3 - Ketika Burung Kembali ke Sarangnya

335 26 2
                                    

Setelah membuka kelas, Anisa malah tidak bisa berkonsentrasi. Dia mondar-mandir di depan papan tulis tanpa tahu bagaimana memulai materi yang harus dibawakannya kali ini. Bayangan cowok berkoko putih tadi terus saja berkeliaran di benaknya.

Akhirnya, Anisa hanya meminta santrinya untuk membaca buku paket mereka di bab yang sudah ditentukan, lalu dia pamit keluar sebentar. Entah harus ke mana, tapi tanpa sadar langkahnya mengarah ke gerbang.

Dia Elang bukan, sih?

Mau ke mana?

Kedua pertanyaan itu mengantarkan Anisa keluar pondok, lalu melanjutkan langkahnya ke arah perginya cowok berkoko putih tadi.

Pondok Pesantren Al-Amin terletak di salah satu desa terpencil di Kabupaten Bone, Sulawesi Selatan. Letaknya tidak bersentuhan langsung dengan pemukiman penduduk. Ada jeda sekitar 500 meter. Saat ini Anisa sedang menapaki jalanan berbatu yang diapit area persawahan. Musim tanam baru saja berlalu. Bibit padi mulai tumbuh, menciptakan hamparan hijau yang menyegarkan mata.

Anisa terus berjalan. Pikirnya, cowok itu pasti ke perkampungan untuk urusan tertentu. Santri lain juga begitu, biasanya untuk membeli kebutuhan sehari-hari dan senangnya berbondong-bondong.

Saking fokusnya memikirkan cowok itu, Anisa sampai tidak sadar kalau dia baru saja melewati seekor angsa. Dia baru sadar setelah angsa itu tiba-tiba menyerangnya. Anisa kaget bukan main. Dia langsung memacu larinya secepat mungkin. Karena jalanan tidak rata, dia rada kepayahan. Ditambah lagi gamisnya sama sekali tidak cocok untuk dibawa lari.

Setelah napasnya hampir habis, akhirnya ada seseorang yang datang dari arah berlawanan. Tanpa pikir panjang, Anisa langsung mencari perlindungan ke orang itu. Serta-merta dia berpegangan di pundak orang itu dan berlindung di baliknya.

Untungnya yang ditempati berlindung sangat peka. Dia langsung mengambil alih situasi.

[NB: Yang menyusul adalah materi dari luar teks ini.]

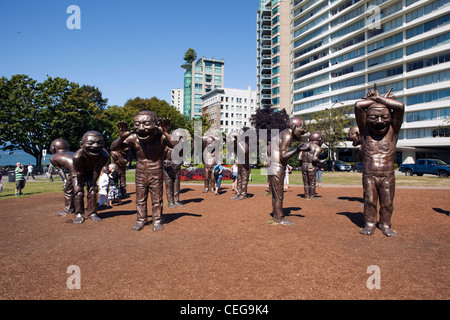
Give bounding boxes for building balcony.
[261,54,272,64]
[261,16,272,26]
[259,26,272,35]
[260,45,272,55]
[261,35,272,45]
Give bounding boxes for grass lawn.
[0,169,450,201]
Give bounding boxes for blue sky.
[0,0,259,106]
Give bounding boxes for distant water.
[0,150,50,166]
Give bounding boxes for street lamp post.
[77,109,94,131]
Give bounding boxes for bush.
[181,167,233,181]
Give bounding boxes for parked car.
[352,162,362,172]
[398,159,450,178]
[325,160,352,171]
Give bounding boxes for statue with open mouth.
[355,84,405,237]
[111,110,178,231]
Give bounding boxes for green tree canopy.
[304,106,354,164]
[0,75,111,165]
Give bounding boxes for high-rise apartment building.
[256,0,291,114]
[288,0,450,162]
[181,57,224,119]
[202,87,258,133]
[170,89,184,114]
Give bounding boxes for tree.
[184,48,197,63]
[0,75,111,165]
[306,106,353,168]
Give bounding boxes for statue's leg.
[149,170,164,231]
[360,174,378,235]
[231,169,243,200]
[269,168,292,225]
[87,187,102,222]
[58,177,75,216]
[164,166,175,208]
[302,168,311,200]
[73,189,84,223]
[203,166,209,193]
[240,166,250,199]
[379,174,397,237]
[132,171,148,231]
[308,168,317,199]
[173,166,183,207]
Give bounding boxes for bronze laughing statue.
[355,85,405,237]
[73,131,110,223]
[267,117,309,226]
[50,139,76,216]
[348,126,362,162]
[298,131,327,200]
[111,111,176,231]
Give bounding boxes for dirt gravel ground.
[0,184,450,300]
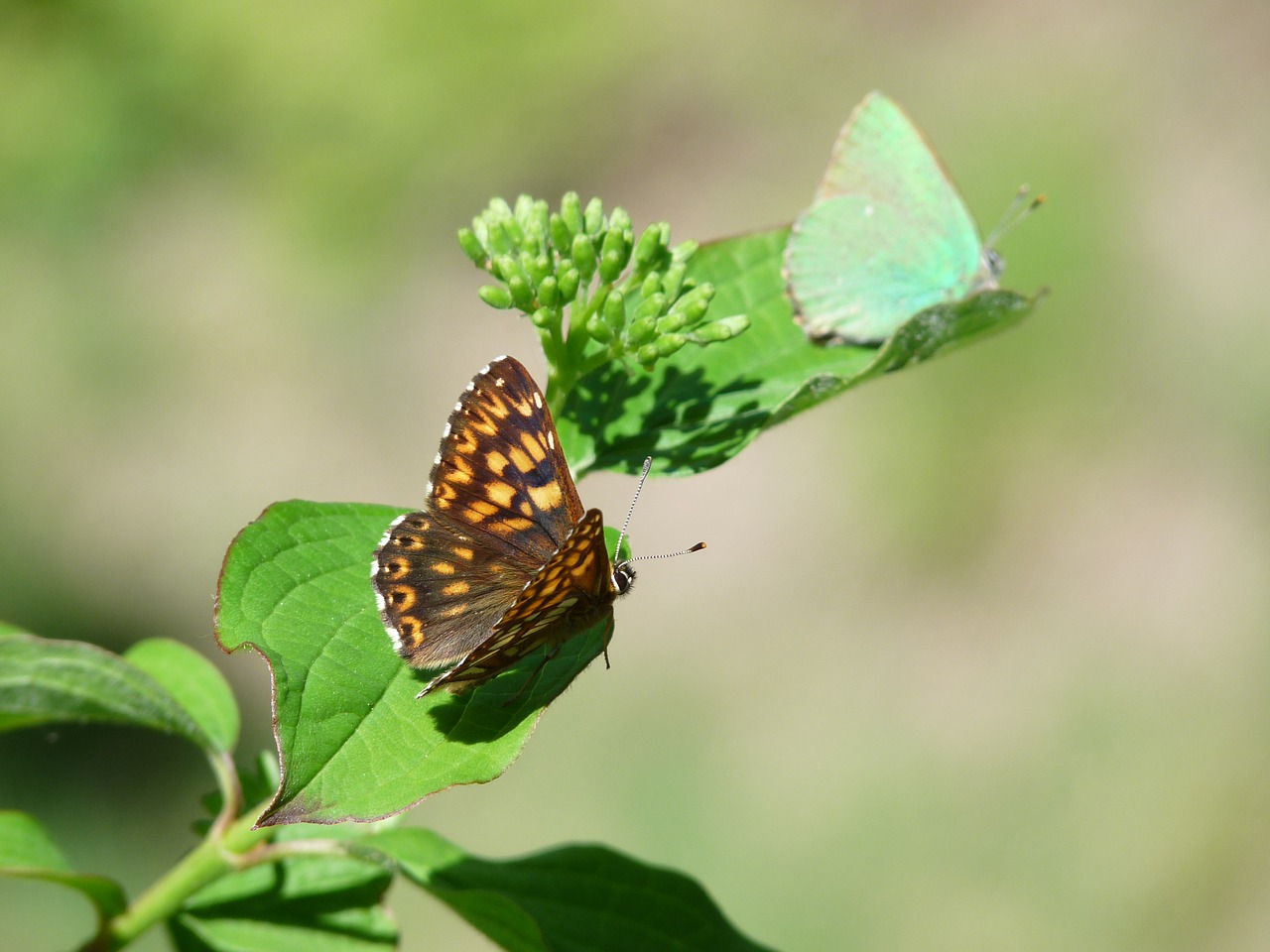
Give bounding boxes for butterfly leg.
[604,615,613,671]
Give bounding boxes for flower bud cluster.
[458,191,749,369]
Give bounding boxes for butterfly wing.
[785,92,992,344]
[372,357,583,667]
[421,509,617,697]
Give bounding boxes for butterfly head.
[612,457,706,595]
[613,561,635,595]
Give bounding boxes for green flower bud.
[671,281,713,323]
[602,290,626,331]
[488,218,520,255]
[569,235,595,282]
[662,262,689,300]
[557,264,581,304]
[631,294,666,320]
[548,214,572,258]
[626,317,657,347]
[599,228,631,285]
[507,274,534,312]
[586,313,613,344]
[530,307,560,329]
[521,251,552,287]
[458,228,488,267]
[639,272,662,298]
[539,274,560,307]
[608,205,632,231]
[581,198,604,237]
[559,191,584,237]
[476,285,512,311]
[654,334,689,357]
[687,313,749,344]
[657,313,689,334]
[499,218,525,247]
[489,255,517,281]
[634,222,671,271]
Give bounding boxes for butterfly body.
[785,92,1003,344]
[371,357,634,697]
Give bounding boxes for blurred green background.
[0,0,1270,952]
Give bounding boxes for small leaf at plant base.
[216,500,602,825]
[123,639,239,753]
[168,828,399,952]
[363,828,765,952]
[0,810,127,920]
[0,630,211,752]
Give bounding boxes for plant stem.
[83,803,274,952]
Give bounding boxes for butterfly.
[785,92,1043,344]
[371,357,650,697]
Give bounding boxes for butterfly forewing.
[428,357,583,558]
[372,357,612,689]
[423,509,617,693]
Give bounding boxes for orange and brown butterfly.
[371,357,675,697]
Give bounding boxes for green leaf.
[216,500,603,825]
[123,639,239,753]
[0,629,210,752]
[0,810,127,921]
[364,828,763,952]
[168,828,398,952]
[557,228,1038,477]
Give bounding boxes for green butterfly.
[785,92,1042,344]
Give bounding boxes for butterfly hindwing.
[372,357,613,685]
[785,92,996,344]
[375,512,536,667]
[423,509,617,693]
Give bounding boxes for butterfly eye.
[613,563,635,595]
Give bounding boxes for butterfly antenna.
[983,185,1045,250]
[613,457,706,565]
[613,456,653,563]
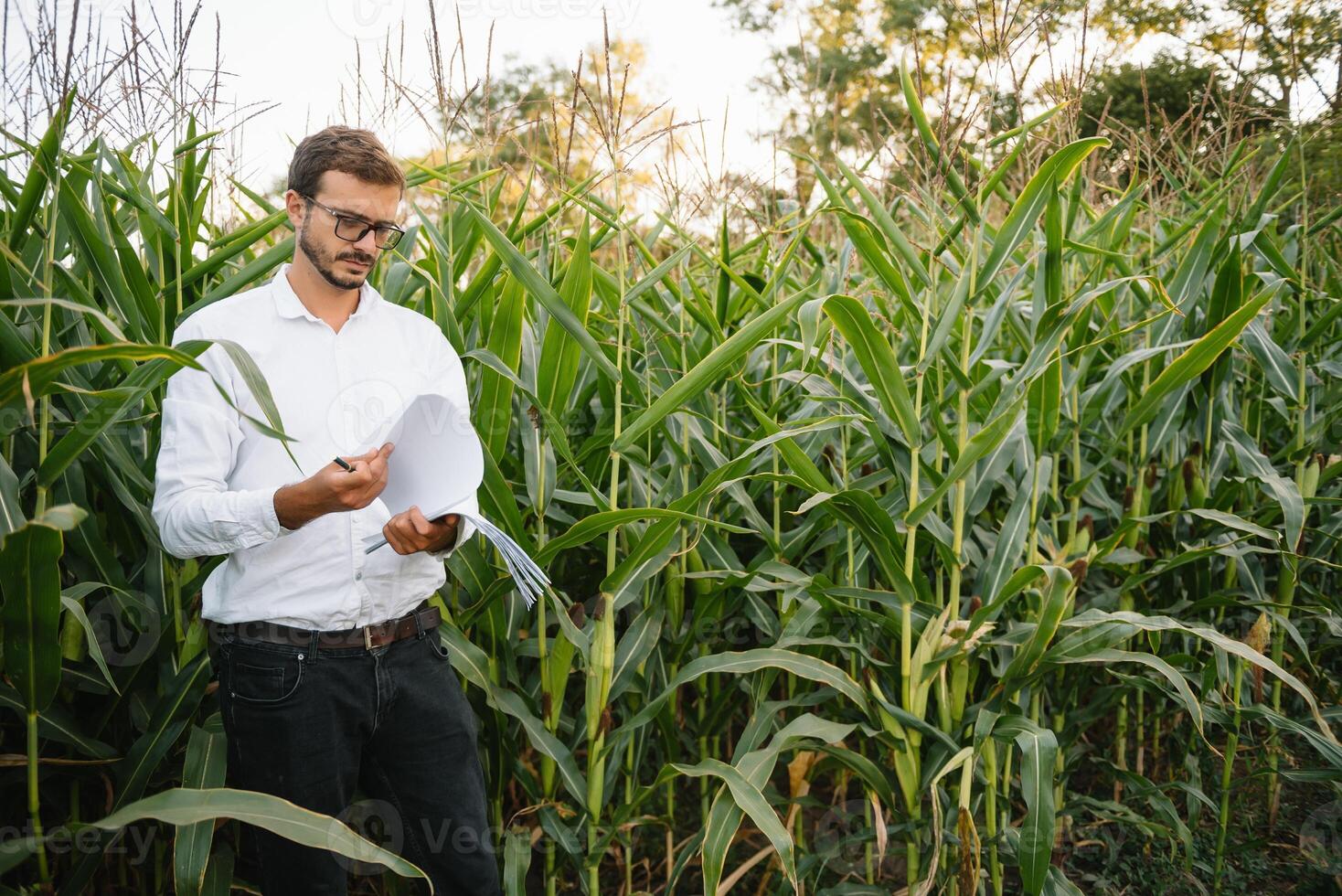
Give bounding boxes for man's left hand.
[382,506,462,554]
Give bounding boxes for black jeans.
[216,619,499,896]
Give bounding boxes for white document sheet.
[364,393,550,608]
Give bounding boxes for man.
[153,127,498,896]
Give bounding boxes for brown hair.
[289,124,405,196]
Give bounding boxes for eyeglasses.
[299,193,405,250]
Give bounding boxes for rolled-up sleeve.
[152,319,296,558]
[424,325,481,560]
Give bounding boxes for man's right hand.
[275,443,395,528]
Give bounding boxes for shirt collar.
[270,261,382,324]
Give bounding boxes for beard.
[298,227,376,290]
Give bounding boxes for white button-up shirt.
[153,263,479,631]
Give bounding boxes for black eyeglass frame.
[299,193,405,251]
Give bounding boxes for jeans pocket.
[224,645,304,704]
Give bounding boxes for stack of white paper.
[364,394,550,609]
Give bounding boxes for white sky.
[11,0,789,196]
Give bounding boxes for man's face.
[287,172,401,290]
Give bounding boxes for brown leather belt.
[209,603,442,651]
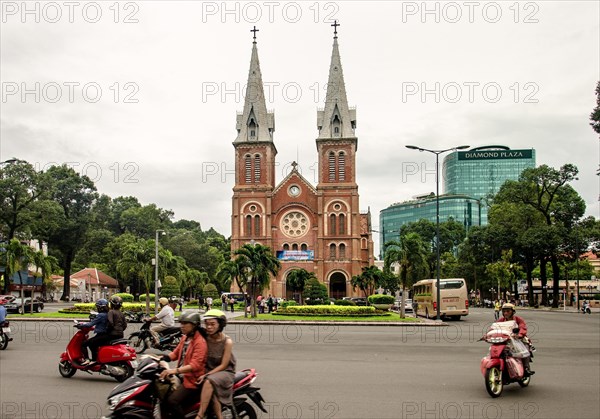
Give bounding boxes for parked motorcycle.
[0,320,12,350]
[58,322,137,383]
[123,311,145,323]
[108,355,267,419]
[127,320,181,354]
[480,321,531,398]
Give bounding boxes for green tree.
[233,244,281,317]
[45,165,98,300]
[350,266,383,297]
[498,164,585,307]
[383,233,427,318]
[286,268,318,304]
[160,275,181,298]
[590,81,600,134]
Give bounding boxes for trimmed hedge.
[112,292,133,303]
[335,299,356,306]
[367,294,396,304]
[273,305,376,316]
[58,303,154,314]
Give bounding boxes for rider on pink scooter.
[498,303,535,377]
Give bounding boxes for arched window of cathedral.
[248,118,256,140]
[329,214,336,236]
[254,215,260,236]
[245,215,252,237]
[339,243,346,259]
[331,115,341,137]
[338,151,346,182]
[244,154,252,183]
[329,243,335,259]
[254,154,260,183]
[329,151,335,182]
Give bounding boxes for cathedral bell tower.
[231,27,277,253]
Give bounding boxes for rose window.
[281,212,308,237]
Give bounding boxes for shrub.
[335,299,356,306]
[112,292,133,303]
[303,278,329,305]
[367,294,396,304]
[273,305,376,316]
[140,293,154,303]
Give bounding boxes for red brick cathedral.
[231,26,374,298]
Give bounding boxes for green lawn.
[235,313,421,323]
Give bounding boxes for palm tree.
[286,268,317,304]
[233,244,281,317]
[383,233,427,318]
[2,238,35,313]
[217,257,248,317]
[350,265,383,298]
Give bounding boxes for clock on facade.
[290,185,300,196]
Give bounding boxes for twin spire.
[235,20,356,143]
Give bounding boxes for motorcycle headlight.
[108,387,138,410]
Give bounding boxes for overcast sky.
[0,1,600,253]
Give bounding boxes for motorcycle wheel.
[127,333,148,354]
[234,402,256,419]
[114,362,133,383]
[517,377,531,387]
[0,333,8,351]
[58,361,77,378]
[485,367,504,398]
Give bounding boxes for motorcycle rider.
[107,295,127,340]
[0,300,6,324]
[196,309,236,419]
[78,298,113,365]
[498,303,535,377]
[160,310,207,418]
[148,297,177,346]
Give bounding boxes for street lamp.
[406,145,470,320]
[154,230,167,315]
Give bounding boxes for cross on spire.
[250,26,259,42]
[331,20,342,38]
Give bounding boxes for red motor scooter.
[479,320,531,398]
[58,322,137,383]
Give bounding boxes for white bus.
[413,278,469,320]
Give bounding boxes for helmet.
[202,308,227,332]
[96,298,108,311]
[502,303,516,313]
[110,295,123,308]
[179,310,200,326]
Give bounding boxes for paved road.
[0,309,600,419]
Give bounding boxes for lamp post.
[406,145,470,320]
[154,230,167,315]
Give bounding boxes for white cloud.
[0,1,600,253]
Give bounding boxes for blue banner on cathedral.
[277,250,315,260]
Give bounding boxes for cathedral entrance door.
[329,272,346,300]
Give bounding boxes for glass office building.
[379,193,481,257]
[442,145,535,224]
[379,145,535,256]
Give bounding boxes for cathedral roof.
[317,21,356,139]
[235,28,275,143]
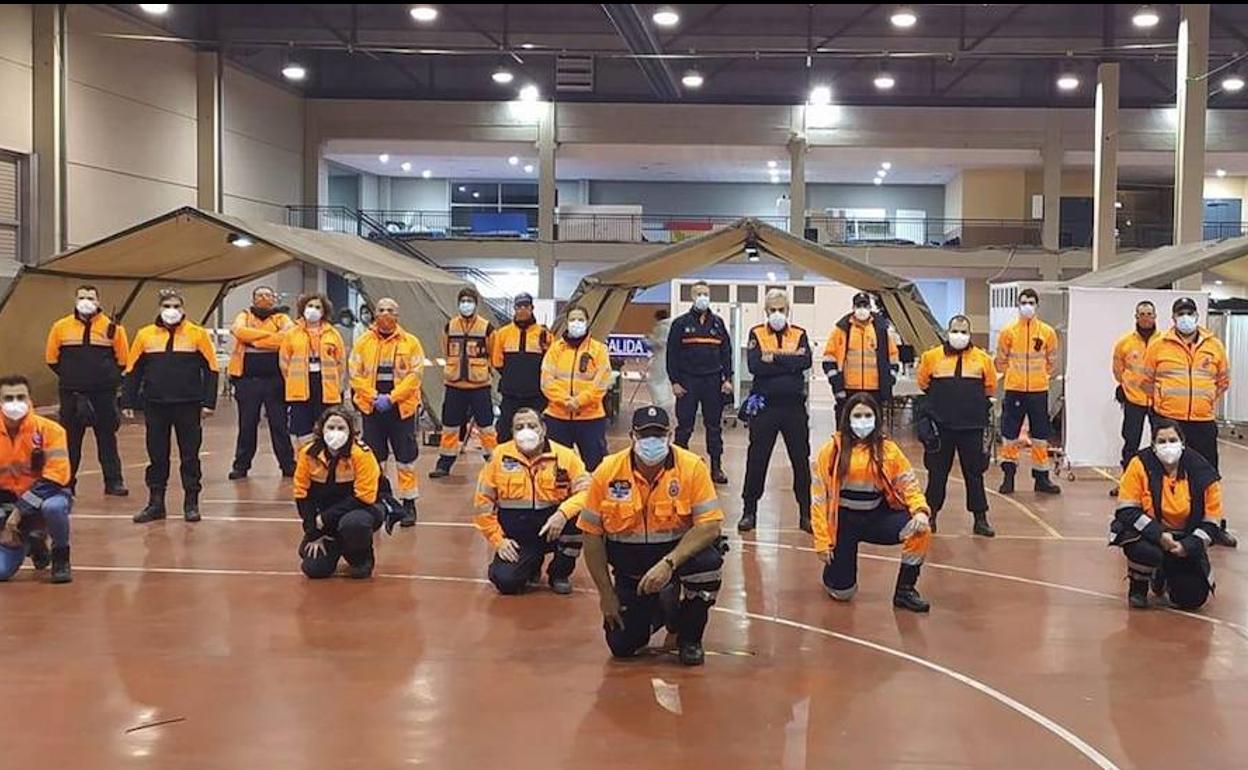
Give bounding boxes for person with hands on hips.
[578,407,724,665]
[473,407,589,595]
[810,393,931,613]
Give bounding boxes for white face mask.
[850,414,875,438]
[324,428,351,452]
[1153,442,1183,465]
[0,401,30,419]
[515,428,542,452]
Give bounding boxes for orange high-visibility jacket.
[228,311,295,377]
[577,446,724,543]
[351,326,424,419]
[810,434,930,553]
[277,318,347,404]
[473,441,589,548]
[995,317,1058,393]
[542,334,612,419]
[1144,327,1231,422]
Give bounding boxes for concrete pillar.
[1040,119,1066,251]
[31,2,67,265]
[1092,64,1119,271]
[195,51,222,212]
[1174,4,1209,245]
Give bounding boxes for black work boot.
[968,510,997,538]
[182,492,200,524]
[892,564,931,613]
[132,489,165,524]
[997,461,1018,494]
[49,545,74,583]
[1031,469,1062,494]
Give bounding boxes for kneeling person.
[579,407,724,665]
[474,407,589,594]
[1109,418,1222,610]
[0,376,74,583]
[295,407,381,578]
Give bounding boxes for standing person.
[228,286,295,480]
[489,293,550,443]
[824,292,901,414]
[351,297,424,527]
[277,295,347,447]
[917,316,997,538]
[0,374,74,583]
[645,308,676,414]
[473,407,589,595]
[811,393,932,613]
[542,306,612,470]
[429,287,498,478]
[666,281,733,484]
[993,288,1062,494]
[1109,300,1157,497]
[578,407,724,665]
[45,285,130,497]
[121,288,217,524]
[1143,297,1237,548]
[1109,417,1223,610]
[736,288,811,532]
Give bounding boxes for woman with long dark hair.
[810,393,931,613]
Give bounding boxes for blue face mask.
[633,436,671,465]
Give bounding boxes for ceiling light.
[650,7,680,26]
[889,6,919,30]
[1131,5,1162,29]
[408,5,438,24]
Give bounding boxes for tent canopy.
[0,207,468,412]
[572,218,941,351]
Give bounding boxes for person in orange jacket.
[995,288,1062,494]
[473,407,589,595]
[542,306,612,470]
[810,393,931,613]
[277,295,348,446]
[228,286,295,480]
[351,297,424,527]
[1143,297,1238,548]
[0,374,74,583]
[44,285,130,497]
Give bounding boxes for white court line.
[26,565,1121,770]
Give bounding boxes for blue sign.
[607,334,653,358]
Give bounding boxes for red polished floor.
[0,401,1248,770]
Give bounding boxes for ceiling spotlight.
[1131,5,1162,29]
[650,7,680,26]
[408,5,438,24]
[889,6,919,30]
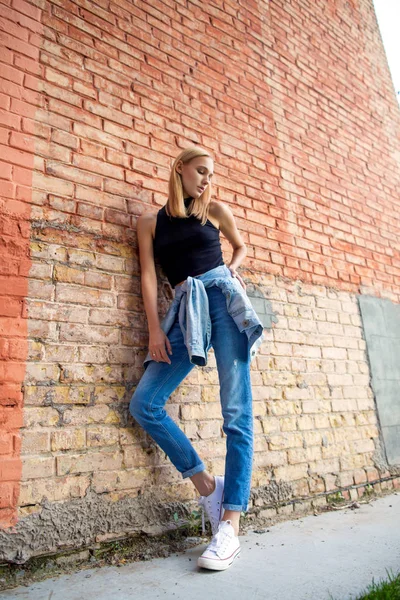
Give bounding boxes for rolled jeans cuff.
[182,462,206,479]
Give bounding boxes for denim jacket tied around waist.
[143,265,264,369]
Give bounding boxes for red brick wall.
[0,0,42,526]
[0,0,400,524]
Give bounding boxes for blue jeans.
[129,284,253,512]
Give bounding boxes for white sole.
[197,547,241,571]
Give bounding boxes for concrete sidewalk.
[0,493,400,600]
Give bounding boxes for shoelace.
[208,521,232,550]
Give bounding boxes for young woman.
[129,146,263,570]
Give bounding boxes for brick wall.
[0,0,400,553]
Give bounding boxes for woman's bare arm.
[137,213,172,363]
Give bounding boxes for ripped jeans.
[129,284,253,512]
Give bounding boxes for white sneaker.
[198,475,225,535]
[197,519,240,571]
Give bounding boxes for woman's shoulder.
[137,212,158,239]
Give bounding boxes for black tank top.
[153,198,224,288]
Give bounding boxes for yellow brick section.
[19,274,387,514]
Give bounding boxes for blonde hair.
[165,146,212,225]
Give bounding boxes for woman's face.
[176,156,214,198]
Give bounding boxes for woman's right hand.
[149,327,172,364]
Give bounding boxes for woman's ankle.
[190,471,216,496]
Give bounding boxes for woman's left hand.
[228,266,246,290]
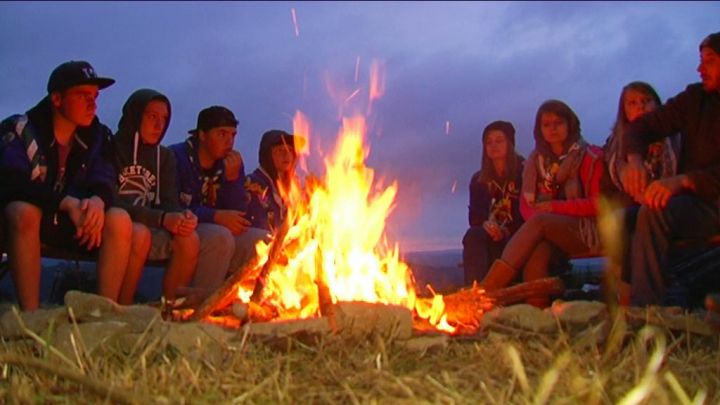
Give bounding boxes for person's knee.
[172,232,200,257]
[132,222,152,254]
[5,201,42,233]
[635,205,660,234]
[463,226,488,248]
[198,224,235,252]
[103,207,133,235]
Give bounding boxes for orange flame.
[293,111,310,172]
[238,112,454,332]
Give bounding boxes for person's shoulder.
[685,83,705,94]
[668,83,708,101]
[166,142,187,155]
[0,114,28,145]
[587,144,605,159]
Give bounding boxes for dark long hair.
[480,121,525,183]
[533,100,582,156]
[612,81,662,140]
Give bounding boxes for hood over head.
[258,129,305,180]
[117,89,172,145]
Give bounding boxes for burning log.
[189,257,259,321]
[485,277,565,305]
[443,277,565,325]
[190,219,290,321]
[250,216,290,303]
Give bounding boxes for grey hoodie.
[113,89,180,228]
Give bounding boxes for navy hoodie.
[113,89,180,228]
[0,96,115,214]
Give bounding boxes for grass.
[0,312,720,404]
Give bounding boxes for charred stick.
[250,215,290,303]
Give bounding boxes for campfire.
[181,113,561,334]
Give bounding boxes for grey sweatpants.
[193,223,268,292]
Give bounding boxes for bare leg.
[97,208,132,301]
[163,232,200,300]
[5,201,42,311]
[523,241,555,308]
[118,222,152,305]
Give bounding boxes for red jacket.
[520,145,604,220]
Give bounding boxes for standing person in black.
[621,32,720,305]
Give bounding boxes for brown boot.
[480,259,517,291]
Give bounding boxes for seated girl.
[463,121,525,285]
[481,100,604,307]
[601,82,680,305]
[245,129,304,233]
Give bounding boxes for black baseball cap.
[188,105,239,135]
[47,60,115,93]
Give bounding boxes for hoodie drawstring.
[133,131,160,205]
[133,131,140,166]
[155,144,160,205]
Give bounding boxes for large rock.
[242,318,332,338]
[163,323,237,355]
[65,290,120,322]
[52,321,127,359]
[0,307,68,338]
[480,304,557,333]
[550,301,609,329]
[397,335,449,353]
[107,305,164,333]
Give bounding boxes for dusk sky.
[0,2,720,251]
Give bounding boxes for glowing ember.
[355,56,360,83]
[368,60,385,114]
[290,8,300,37]
[238,113,454,332]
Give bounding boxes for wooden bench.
[0,229,168,302]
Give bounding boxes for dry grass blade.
[0,354,141,404]
[507,345,530,394]
[533,353,570,405]
[12,307,78,368]
[618,327,666,405]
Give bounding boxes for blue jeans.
[630,195,720,306]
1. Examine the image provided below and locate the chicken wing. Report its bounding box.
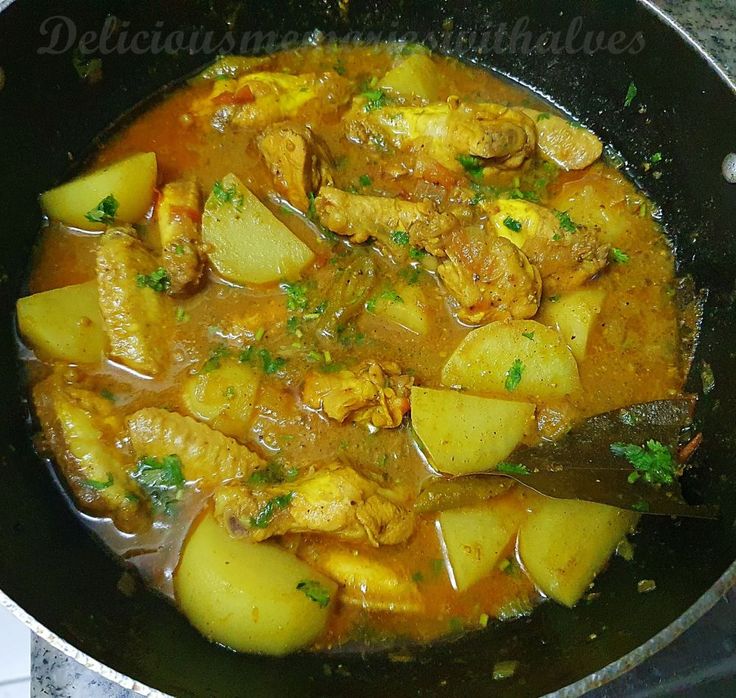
[97,228,172,376]
[315,187,457,257]
[157,180,204,294]
[214,464,414,546]
[302,361,414,429]
[346,97,537,172]
[34,375,151,533]
[127,407,265,489]
[437,227,542,325]
[258,124,333,212]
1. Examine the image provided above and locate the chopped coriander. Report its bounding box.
[258,349,286,375]
[365,289,404,313]
[496,463,529,475]
[212,179,243,208]
[72,52,102,83]
[250,492,294,528]
[611,439,677,485]
[503,216,521,233]
[131,453,185,514]
[83,473,113,491]
[555,211,580,233]
[248,460,299,485]
[493,660,519,681]
[624,81,639,107]
[361,89,386,112]
[455,155,483,179]
[700,361,716,395]
[135,267,171,293]
[611,247,630,264]
[296,579,330,608]
[84,194,120,223]
[281,282,309,310]
[199,344,230,373]
[390,230,409,247]
[504,359,524,393]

"Tenang," katanya sambil memasang sikap siap siaga menyambut kedatangan angsa yang semakin dekat. "Semakin kita panik, dia akan semakin menyerang."

Anisa punya pengalaman buruk soal angsa. Kerena itu, bukan perkara mudah untuk memaksakan diri tetap tenang di situasi seperti ini.

Orang itu merentangkan kedua tangannya ketika angsa sudah tiba di depan mereka, seolah benar-benar ingin menghindarkan Anisa dari serangan.

"Tenang, ya. Jangan bergerak dan jangan teriak," bisik orang itu.

Anisa tidak punya pilihan selain menurut, meski jantungnya hampir copot rasanya.

Si angsa memaju-mundurkan kepala sambil mengepakkan kedua sayapnya. Leher panjangnya meliuk-liuk dengan gemulai. Melihat itu, Anisa memejamkan mata sambil mencengkeram pundak orang itu lebih kuat.

Setelah agresi si angsa mereda, orang itu mulai menuntun Anisa untuk menjauh dari sana. Dia mengarah ke jalan pulang sambil tetap awas.

Dengan gerakan mundur perlahan-lahan, mereka berhasil menjauh dari angsa itu. Dan akhirnya si putih berparuh kuning itu pun pergi ke arah lain.

"Ya, Tuhan .... Hampir aja." Anisa masih terengah. Dia langsung menjatuhkan pundaknya ke depan dan menumpukan kedua tangannya di lutut. Capek setelah lari-larian baru terasa.

"Lain kali kalau ketemu angsa jangan panik. Mundur aja pelan-pelan."

Mendengar suara itu, Anisa merasa dejavu. Penolongnya lagi-lagi cowok. Dalam keadaan masih rukuk, netra Anisa melebar karena menyadari sarung cokelat kotak-kotak yang membalut kaki jenjang cowok di depannya, juga koko putihnya.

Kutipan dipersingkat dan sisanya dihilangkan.